Be not carried about Lit. "With teachings various and strange be ye not swept away." From the allusion to various kinds of food which immediately follows we infer that these "teachings" were not like the Gnostic speculations against which St Paul and St John had to raise a warning voice (Ephesians 4:14; Colossians 2:8; 1 John 4:1), but the minutiae of the Jewish Halachah with its endless refinements upon, and inferences from, the letter of the Law. This is the sort of teaching of which the Talmud is full, and most of it has no realconnection with true Mosaism.

it is a good "a beautiful, or excellent thing" (kalon).

with grace By the favour or mercy of God as a pledge of our real security.

not with meats Not by minute and pedantic distinctions between various kinds of clean and unclean food (Hebrews 9:10). The word bromata, "kinds of food," was never applied to sacrifices. On the urgency of the question of "meats" to the Early Christians see my Life of St Paul, 1. 264.
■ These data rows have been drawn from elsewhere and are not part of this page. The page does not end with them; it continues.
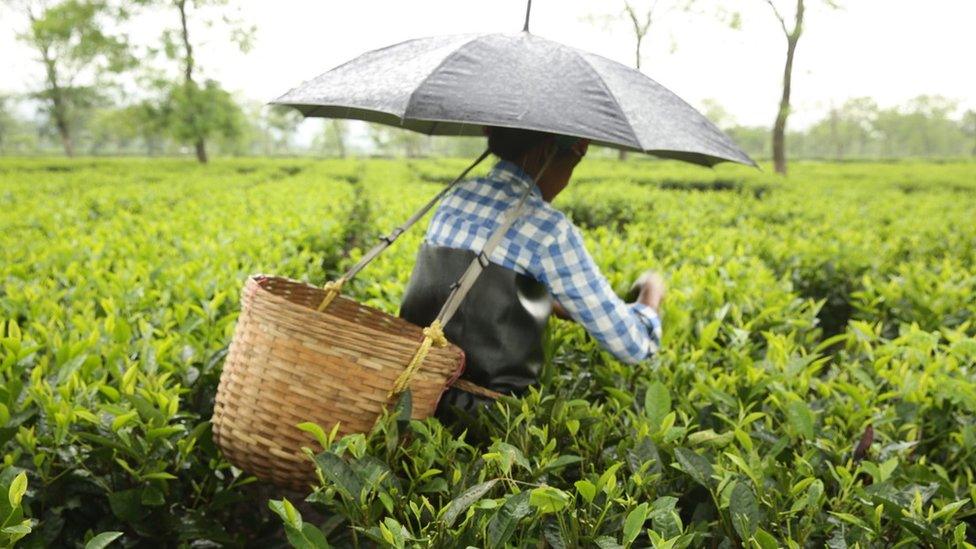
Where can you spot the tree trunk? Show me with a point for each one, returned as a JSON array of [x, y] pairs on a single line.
[[200, 145], [58, 107], [779, 128], [340, 139], [201, 151]]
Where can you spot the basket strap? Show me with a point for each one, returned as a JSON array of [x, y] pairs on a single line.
[[333, 288], [434, 334], [464, 284]]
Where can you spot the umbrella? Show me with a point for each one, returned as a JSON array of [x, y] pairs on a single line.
[[457, 84]]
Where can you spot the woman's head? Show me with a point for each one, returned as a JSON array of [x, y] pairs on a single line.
[[529, 149]]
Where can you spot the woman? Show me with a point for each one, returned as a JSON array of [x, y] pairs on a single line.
[[540, 267]]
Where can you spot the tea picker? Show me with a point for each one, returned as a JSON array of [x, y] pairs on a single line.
[[306, 354]]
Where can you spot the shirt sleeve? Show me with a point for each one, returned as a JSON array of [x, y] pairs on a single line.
[[631, 332]]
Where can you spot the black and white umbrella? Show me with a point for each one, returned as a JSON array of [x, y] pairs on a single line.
[[456, 85]]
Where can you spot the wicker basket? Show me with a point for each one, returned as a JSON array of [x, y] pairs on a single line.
[[289, 363]]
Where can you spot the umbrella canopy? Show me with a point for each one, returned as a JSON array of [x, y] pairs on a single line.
[[456, 85]]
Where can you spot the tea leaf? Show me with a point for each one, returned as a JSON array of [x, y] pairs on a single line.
[[634, 523], [744, 510], [657, 403], [17, 489], [548, 499], [801, 418], [502, 525], [586, 490], [102, 540], [696, 466], [461, 503]]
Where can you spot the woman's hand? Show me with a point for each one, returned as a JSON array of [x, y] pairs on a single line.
[[651, 290], [560, 311]]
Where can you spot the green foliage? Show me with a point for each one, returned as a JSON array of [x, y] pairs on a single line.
[[207, 111], [815, 386]]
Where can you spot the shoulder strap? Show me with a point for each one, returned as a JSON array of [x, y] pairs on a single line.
[[332, 288]]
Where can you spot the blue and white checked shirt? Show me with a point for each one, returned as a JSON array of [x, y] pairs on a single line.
[[544, 244]]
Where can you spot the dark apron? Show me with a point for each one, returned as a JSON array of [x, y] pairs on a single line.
[[499, 325]]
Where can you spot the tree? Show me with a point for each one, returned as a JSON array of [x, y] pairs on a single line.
[[16, 134], [70, 39], [332, 139], [968, 124], [393, 141], [195, 113], [792, 36], [281, 123], [640, 19], [847, 131], [193, 117]]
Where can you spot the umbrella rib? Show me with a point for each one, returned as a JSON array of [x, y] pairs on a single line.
[[606, 88], [437, 68]]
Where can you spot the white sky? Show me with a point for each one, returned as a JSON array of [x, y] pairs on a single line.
[[891, 50]]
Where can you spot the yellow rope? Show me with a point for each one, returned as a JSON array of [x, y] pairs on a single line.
[[433, 335], [332, 289]]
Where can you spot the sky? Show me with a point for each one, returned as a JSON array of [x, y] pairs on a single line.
[[890, 50]]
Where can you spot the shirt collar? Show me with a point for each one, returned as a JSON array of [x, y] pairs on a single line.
[[505, 170]]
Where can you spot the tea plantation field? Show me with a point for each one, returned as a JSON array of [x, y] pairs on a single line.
[[816, 387]]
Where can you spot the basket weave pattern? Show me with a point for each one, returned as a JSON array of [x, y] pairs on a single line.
[[289, 363]]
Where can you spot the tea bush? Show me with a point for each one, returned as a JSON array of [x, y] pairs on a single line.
[[816, 386]]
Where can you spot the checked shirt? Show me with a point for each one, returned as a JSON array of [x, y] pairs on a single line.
[[544, 244]]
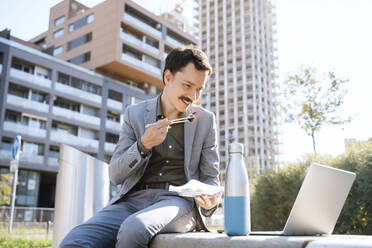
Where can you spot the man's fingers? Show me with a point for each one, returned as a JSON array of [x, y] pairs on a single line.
[[163, 123]]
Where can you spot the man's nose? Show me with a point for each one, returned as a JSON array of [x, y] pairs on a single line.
[[193, 95]]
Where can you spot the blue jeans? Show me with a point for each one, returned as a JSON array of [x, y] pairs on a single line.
[[134, 221]]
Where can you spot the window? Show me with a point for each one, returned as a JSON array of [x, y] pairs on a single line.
[[59, 21], [80, 59], [79, 41], [114, 95], [17, 90], [58, 33], [79, 83], [57, 50], [151, 42], [79, 23], [53, 152], [152, 61], [38, 96]]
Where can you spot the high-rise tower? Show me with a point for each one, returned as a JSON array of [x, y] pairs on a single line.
[[239, 37]]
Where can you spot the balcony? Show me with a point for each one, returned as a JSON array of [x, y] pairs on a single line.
[[109, 147], [66, 138], [69, 114], [24, 157], [139, 24], [26, 104], [30, 78], [31, 158], [53, 162], [74, 92], [19, 128], [139, 43], [114, 104], [174, 43], [113, 125], [139, 63]]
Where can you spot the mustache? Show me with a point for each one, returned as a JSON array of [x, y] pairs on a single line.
[[186, 99]]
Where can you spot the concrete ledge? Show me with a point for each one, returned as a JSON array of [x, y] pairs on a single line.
[[215, 240]]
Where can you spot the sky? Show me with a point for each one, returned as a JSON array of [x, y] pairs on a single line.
[[327, 34]]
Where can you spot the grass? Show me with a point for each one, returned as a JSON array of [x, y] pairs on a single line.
[[9, 242], [4, 231]]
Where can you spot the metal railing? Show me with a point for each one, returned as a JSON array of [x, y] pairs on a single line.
[[27, 214]]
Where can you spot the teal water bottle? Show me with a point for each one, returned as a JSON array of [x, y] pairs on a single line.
[[237, 204]]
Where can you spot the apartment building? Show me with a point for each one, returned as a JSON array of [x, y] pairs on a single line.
[[116, 38], [100, 60], [240, 39], [48, 102]]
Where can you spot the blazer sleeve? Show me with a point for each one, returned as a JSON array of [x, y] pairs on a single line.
[[126, 158], [209, 159], [209, 162]]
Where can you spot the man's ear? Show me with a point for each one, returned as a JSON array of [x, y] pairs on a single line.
[[168, 76]]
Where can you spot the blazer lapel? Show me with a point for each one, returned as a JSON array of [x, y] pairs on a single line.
[[189, 131], [150, 113]]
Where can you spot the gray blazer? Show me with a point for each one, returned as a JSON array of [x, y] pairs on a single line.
[[127, 166]]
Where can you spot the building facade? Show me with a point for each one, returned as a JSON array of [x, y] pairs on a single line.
[[239, 37], [116, 38], [48, 102]]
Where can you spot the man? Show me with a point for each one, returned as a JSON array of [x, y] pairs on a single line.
[[151, 154]]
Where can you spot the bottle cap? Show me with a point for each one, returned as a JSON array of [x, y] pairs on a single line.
[[236, 147]]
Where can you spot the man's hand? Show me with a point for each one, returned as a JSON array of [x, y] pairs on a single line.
[[155, 133], [207, 203]]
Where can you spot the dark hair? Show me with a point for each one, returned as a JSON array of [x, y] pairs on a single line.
[[180, 57]]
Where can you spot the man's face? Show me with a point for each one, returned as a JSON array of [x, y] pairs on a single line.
[[184, 87]]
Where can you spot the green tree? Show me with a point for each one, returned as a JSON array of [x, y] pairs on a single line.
[[5, 189], [312, 100]]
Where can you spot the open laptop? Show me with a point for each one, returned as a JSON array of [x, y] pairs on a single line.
[[319, 202]]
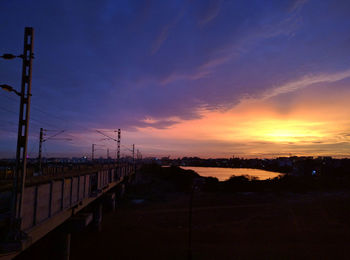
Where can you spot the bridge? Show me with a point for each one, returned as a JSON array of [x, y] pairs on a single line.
[[62, 197]]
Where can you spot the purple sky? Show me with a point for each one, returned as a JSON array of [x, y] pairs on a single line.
[[155, 65]]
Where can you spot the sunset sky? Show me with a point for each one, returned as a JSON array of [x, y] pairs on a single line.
[[182, 78]]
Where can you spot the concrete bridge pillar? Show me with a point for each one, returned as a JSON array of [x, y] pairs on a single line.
[[111, 201], [97, 216], [62, 245], [121, 190]]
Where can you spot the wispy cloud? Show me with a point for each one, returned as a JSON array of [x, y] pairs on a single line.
[[211, 12], [163, 35], [305, 82]]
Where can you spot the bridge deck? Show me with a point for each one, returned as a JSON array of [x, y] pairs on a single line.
[[48, 205]]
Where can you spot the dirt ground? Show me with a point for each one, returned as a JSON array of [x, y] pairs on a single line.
[[224, 226]]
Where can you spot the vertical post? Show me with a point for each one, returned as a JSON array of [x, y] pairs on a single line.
[[41, 137], [23, 125], [118, 145], [92, 152]]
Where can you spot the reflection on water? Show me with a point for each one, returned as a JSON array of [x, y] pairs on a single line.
[[225, 173]]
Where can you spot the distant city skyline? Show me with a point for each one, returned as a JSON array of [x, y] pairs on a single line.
[[182, 78]]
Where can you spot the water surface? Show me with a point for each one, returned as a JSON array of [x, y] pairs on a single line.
[[225, 173]]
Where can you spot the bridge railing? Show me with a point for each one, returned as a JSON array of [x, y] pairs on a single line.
[[43, 201]]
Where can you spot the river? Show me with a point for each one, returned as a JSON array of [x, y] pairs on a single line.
[[225, 173]]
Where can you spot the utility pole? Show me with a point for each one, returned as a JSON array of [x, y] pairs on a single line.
[[92, 152], [23, 126], [41, 139], [118, 145]]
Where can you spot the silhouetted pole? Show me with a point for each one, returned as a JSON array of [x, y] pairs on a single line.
[[23, 125], [118, 145], [133, 153], [92, 152], [41, 139]]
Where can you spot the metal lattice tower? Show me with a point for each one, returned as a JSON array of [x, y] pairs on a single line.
[[118, 145], [23, 125]]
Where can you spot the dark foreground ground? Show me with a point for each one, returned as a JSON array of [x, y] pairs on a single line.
[[313, 225]]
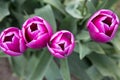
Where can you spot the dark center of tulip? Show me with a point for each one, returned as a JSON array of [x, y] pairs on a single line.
[[8, 38], [33, 27], [108, 21], [62, 46]]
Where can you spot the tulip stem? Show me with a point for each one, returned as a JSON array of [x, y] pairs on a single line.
[[65, 69]]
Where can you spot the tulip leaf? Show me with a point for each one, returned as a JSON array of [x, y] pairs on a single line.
[[18, 65], [83, 50], [70, 24], [105, 65], [83, 35], [95, 47], [64, 68], [57, 4], [2, 54], [47, 13], [4, 11], [72, 9], [94, 73], [106, 4], [41, 66], [78, 67], [53, 72]]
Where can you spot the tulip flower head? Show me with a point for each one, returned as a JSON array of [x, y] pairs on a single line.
[[103, 25], [12, 42], [61, 44], [36, 32]]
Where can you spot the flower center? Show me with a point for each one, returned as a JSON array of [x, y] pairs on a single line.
[[108, 21], [8, 38], [33, 27], [62, 46]]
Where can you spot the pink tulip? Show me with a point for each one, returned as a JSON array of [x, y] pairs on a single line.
[[61, 44], [12, 42], [36, 32], [103, 25]]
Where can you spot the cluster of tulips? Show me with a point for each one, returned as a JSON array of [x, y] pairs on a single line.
[[37, 33]]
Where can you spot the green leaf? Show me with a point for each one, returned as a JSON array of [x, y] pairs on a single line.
[[70, 24], [95, 47], [83, 35], [53, 72], [4, 11], [83, 50], [106, 4], [3, 54], [105, 65], [94, 74], [31, 65], [42, 65], [78, 67], [18, 65], [72, 9], [64, 68], [57, 4], [47, 13]]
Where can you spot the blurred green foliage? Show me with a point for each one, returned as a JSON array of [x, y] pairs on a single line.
[[89, 61]]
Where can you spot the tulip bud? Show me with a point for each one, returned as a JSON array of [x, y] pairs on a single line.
[[61, 44], [12, 42], [103, 25], [36, 32]]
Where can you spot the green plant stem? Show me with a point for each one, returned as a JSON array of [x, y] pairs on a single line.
[[65, 69]]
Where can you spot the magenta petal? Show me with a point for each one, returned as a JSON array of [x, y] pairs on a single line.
[[38, 43], [22, 45], [9, 41], [60, 42], [103, 25], [12, 53]]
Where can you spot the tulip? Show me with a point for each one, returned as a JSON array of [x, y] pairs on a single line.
[[36, 32], [61, 44], [12, 42], [102, 26]]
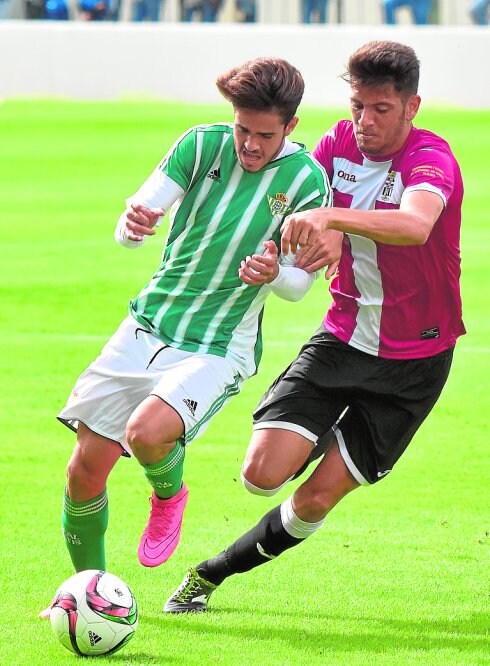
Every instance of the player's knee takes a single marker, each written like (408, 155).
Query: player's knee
(139, 436)
(258, 486)
(84, 478)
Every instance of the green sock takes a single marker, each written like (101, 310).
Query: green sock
(84, 526)
(166, 476)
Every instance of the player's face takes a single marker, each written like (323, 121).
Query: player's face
(259, 136)
(382, 118)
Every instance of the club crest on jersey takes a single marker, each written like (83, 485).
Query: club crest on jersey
(278, 204)
(388, 187)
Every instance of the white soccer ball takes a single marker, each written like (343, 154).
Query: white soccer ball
(94, 613)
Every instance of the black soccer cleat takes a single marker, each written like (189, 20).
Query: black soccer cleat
(192, 596)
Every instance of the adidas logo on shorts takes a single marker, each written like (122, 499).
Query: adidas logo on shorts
(192, 405)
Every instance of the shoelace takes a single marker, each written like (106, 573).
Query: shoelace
(188, 588)
(160, 518)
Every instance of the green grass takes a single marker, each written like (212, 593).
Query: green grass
(399, 573)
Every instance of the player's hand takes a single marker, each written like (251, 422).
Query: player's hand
(260, 268)
(140, 221)
(302, 229)
(326, 252)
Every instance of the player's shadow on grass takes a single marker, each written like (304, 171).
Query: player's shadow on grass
(375, 634)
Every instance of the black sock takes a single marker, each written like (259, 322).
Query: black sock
(262, 543)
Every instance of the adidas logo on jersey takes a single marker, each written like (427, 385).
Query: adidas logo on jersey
(215, 174)
(93, 638)
(192, 405)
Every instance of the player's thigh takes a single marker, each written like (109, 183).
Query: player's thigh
(325, 487)
(92, 460)
(154, 422)
(274, 455)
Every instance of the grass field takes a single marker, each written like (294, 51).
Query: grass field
(399, 574)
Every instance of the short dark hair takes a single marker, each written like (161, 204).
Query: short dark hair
(384, 62)
(264, 84)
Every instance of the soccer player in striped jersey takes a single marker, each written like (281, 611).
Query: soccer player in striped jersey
(193, 333)
(368, 378)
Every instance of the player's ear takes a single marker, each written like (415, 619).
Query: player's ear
(291, 125)
(412, 107)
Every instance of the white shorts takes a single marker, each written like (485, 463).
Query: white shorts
(135, 364)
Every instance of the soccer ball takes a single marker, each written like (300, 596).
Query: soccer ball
(94, 613)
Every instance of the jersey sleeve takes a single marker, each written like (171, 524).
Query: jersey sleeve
(431, 170)
(179, 163)
(324, 150)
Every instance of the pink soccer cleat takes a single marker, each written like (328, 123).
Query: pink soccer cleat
(45, 614)
(162, 533)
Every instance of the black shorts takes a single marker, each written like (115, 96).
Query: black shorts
(374, 405)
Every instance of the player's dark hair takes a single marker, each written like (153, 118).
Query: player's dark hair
(383, 62)
(264, 84)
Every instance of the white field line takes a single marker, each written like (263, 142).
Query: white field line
(10, 336)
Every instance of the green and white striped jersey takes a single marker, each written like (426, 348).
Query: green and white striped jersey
(196, 301)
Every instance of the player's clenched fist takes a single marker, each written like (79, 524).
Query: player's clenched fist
(260, 268)
(301, 229)
(140, 220)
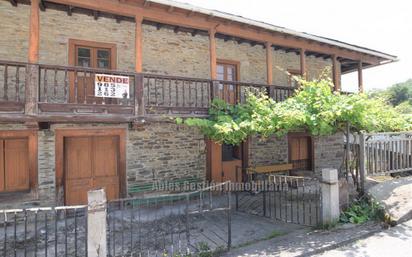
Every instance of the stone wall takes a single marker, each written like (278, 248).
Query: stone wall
(329, 152)
(315, 67)
(56, 28)
(165, 151)
(283, 62)
(268, 151)
(252, 59)
(178, 54)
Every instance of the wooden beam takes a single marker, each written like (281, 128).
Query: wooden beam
(194, 32)
(360, 77)
(146, 3)
(69, 10)
(42, 6)
(138, 44)
(212, 50)
(336, 73)
(269, 63)
(34, 33)
(302, 62)
(158, 14)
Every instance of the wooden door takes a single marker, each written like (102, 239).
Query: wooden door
(90, 163)
(14, 165)
(89, 55)
(300, 151)
(227, 91)
(226, 159)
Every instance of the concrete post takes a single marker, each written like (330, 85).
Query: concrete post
(96, 223)
(330, 196)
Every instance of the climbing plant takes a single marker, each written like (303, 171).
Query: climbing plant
(314, 108)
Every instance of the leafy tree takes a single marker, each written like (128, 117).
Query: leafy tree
(314, 108)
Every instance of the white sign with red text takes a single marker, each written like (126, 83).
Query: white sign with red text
(111, 86)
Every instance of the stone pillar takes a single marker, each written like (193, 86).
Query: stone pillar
(330, 196)
(96, 223)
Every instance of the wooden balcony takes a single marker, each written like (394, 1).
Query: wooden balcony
(51, 93)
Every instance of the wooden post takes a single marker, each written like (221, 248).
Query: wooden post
(302, 62)
(212, 49)
(336, 73)
(362, 172)
(34, 33)
(269, 63)
(360, 77)
(138, 43)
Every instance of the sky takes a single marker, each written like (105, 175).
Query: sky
(377, 24)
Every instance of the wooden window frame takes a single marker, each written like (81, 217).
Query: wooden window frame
(292, 72)
(61, 133)
(311, 148)
(31, 136)
(93, 44)
(230, 62)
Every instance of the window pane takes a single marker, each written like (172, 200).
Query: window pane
(83, 52)
(84, 62)
(104, 54)
(220, 69)
(102, 63)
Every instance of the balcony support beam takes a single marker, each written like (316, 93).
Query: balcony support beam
(336, 73)
(269, 63)
(34, 33)
(212, 51)
(360, 77)
(138, 44)
(302, 62)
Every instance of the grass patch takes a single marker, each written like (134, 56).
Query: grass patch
(362, 210)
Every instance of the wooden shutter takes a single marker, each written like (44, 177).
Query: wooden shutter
(16, 165)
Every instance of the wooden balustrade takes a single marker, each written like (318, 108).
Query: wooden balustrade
(65, 91)
(12, 84)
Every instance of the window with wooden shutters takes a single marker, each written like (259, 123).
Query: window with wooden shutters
(14, 165)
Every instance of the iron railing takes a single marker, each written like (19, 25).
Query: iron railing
(57, 231)
(171, 224)
(289, 199)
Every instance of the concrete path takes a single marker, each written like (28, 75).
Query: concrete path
(396, 196)
(396, 241)
(305, 242)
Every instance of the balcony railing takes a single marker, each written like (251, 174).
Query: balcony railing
(66, 91)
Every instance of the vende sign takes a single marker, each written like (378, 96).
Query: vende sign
(111, 86)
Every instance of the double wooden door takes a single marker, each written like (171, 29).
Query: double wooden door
(91, 162)
(14, 165)
(300, 151)
(226, 160)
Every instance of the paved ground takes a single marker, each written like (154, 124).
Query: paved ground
(396, 241)
(304, 242)
(395, 195)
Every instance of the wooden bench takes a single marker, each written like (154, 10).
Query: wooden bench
(283, 169)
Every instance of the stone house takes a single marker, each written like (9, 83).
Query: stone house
(58, 138)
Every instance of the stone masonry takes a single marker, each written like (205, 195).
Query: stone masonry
(329, 152)
(156, 150)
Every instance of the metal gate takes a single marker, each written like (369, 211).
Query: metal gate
(286, 198)
(170, 225)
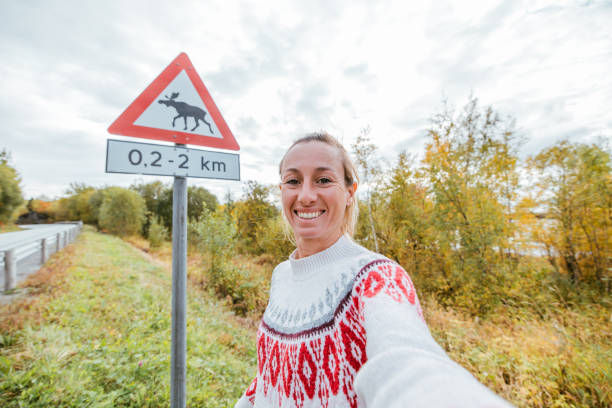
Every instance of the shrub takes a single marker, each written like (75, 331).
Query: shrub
(122, 212)
(10, 192)
(157, 233)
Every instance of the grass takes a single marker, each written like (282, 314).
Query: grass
(563, 361)
(96, 332)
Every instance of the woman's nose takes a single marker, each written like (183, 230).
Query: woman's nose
(307, 193)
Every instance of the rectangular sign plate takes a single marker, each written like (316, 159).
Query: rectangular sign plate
(163, 160)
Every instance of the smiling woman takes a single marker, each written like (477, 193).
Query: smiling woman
(343, 326)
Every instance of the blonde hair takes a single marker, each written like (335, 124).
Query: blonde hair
(350, 175)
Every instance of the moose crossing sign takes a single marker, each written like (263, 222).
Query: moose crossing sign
(176, 107)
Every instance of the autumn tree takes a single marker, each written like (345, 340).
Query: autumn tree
(574, 191)
(251, 213)
(122, 211)
(365, 158)
(470, 166)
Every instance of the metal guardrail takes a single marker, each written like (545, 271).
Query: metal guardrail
(43, 239)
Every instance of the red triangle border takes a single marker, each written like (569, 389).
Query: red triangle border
(124, 124)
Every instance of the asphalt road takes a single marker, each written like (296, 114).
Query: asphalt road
(32, 262)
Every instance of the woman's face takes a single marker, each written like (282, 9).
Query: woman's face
(314, 194)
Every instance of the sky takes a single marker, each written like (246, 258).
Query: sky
(280, 69)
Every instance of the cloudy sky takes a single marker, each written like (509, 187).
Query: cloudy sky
(279, 69)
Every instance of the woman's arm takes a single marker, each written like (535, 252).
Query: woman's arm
(405, 366)
(246, 401)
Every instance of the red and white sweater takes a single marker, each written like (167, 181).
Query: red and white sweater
(344, 328)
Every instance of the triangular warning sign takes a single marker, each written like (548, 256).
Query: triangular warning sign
(176, 107)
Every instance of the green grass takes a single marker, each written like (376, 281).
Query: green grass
(99, 336)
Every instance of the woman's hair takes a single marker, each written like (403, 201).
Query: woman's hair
(350, 174)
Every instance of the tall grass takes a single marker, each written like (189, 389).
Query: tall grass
(97, 333)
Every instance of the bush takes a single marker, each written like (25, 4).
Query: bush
(10, 192)
(122, 212)
(157, 233)
(272, 240)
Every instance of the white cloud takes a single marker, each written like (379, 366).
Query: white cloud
(280, 69)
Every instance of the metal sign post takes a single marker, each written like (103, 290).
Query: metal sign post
(178, 364)
(152, 116)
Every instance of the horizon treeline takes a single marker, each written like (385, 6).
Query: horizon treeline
(473, 224)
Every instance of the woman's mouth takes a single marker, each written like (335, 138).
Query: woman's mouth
(308, 215)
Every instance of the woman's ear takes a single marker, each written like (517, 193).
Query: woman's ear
(352, 189)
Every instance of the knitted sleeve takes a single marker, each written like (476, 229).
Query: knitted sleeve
(246, 401)
(405, 366)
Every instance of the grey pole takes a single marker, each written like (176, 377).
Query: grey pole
(179, 293)
(10, 263)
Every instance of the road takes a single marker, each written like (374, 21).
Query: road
(17, 239)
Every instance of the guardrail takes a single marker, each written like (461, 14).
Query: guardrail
(42, 239)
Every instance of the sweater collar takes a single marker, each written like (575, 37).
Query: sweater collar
(304, 267)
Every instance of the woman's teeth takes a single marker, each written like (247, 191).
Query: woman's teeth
(309, 215)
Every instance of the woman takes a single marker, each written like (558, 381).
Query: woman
(343, 326)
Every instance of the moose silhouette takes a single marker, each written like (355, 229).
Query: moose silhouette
(184, 111)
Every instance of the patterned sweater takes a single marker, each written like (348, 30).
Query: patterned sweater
(344, 328)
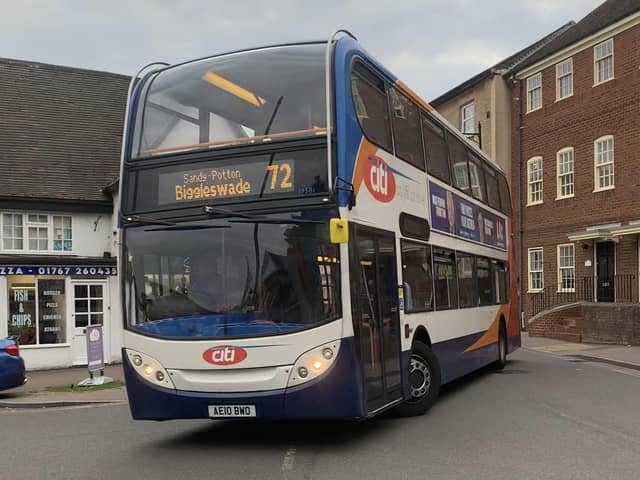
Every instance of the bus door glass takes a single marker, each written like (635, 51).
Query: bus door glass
(375, 314)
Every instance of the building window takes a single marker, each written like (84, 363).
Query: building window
(565, 173)
(566, 268)
(536, 269)
(604, 159)
(36, 309)
(534, 92)
(603, 61)
(467, 119)
(62, 234)
(564, 79)
(38, 230)
(534, 181)
(12, 231)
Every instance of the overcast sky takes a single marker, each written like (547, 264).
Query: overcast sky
(432, 45)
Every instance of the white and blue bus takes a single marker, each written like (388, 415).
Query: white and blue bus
(303, 237)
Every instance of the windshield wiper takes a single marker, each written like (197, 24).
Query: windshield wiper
(279, 221)
(211, 210)
(147, 220)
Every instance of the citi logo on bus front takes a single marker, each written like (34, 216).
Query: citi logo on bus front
(224, 355)
(380, 180)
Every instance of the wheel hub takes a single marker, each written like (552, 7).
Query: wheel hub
(419, 377)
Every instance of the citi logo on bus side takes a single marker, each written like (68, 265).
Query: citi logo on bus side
(379, 179)
(224, 355)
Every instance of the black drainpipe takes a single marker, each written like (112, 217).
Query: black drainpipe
(521, 209)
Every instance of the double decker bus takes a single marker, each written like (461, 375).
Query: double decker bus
(304, 237)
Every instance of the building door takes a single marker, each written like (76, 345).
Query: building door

which have not profited them that have been occupied therein These outward rules were of no real advantage to the Jews under the Law. As Christianity extended the Rabbis gave a more and more hostile elaboration and significance to the Halachoth, which decided about the degrees of uncleanness in different kinds of food, as though salvation itself depended on the scrupulosities and micrologies of Rabbinism. The reader will find some illustrations of these remarks in my Life of St Paul, i. 264. The importance of these or analogous questions to the early Jewish Christians may be estimated by the allusions of St Paul (Romans 14.; Colossians 2:16-23; 1 Timothy 4:3, &c.). No doubt these warnings were necessary because the Jewish Christians were liable to the taunt "You are breaking the law of Moses; you are living Gentile-fashion (ἐθνικῶς) not Jewish-wise (Ἰουδαικῶς); you neglect the Kashar(rules which regulate the slaughter of clean and unclean animals, which the Jews scrupulously observe to this day); you feed with those who are polluted by habitually eating swines" flesh." These were appeals to "the eternal Pharisaism of the human heart," and the intensity of Jewish feeling respecting them would have been renewed by the conversions to Christianity. The writer therefore reminds the Hebrews that these distinctions involve no real advantage (Hebrews 7:18-19).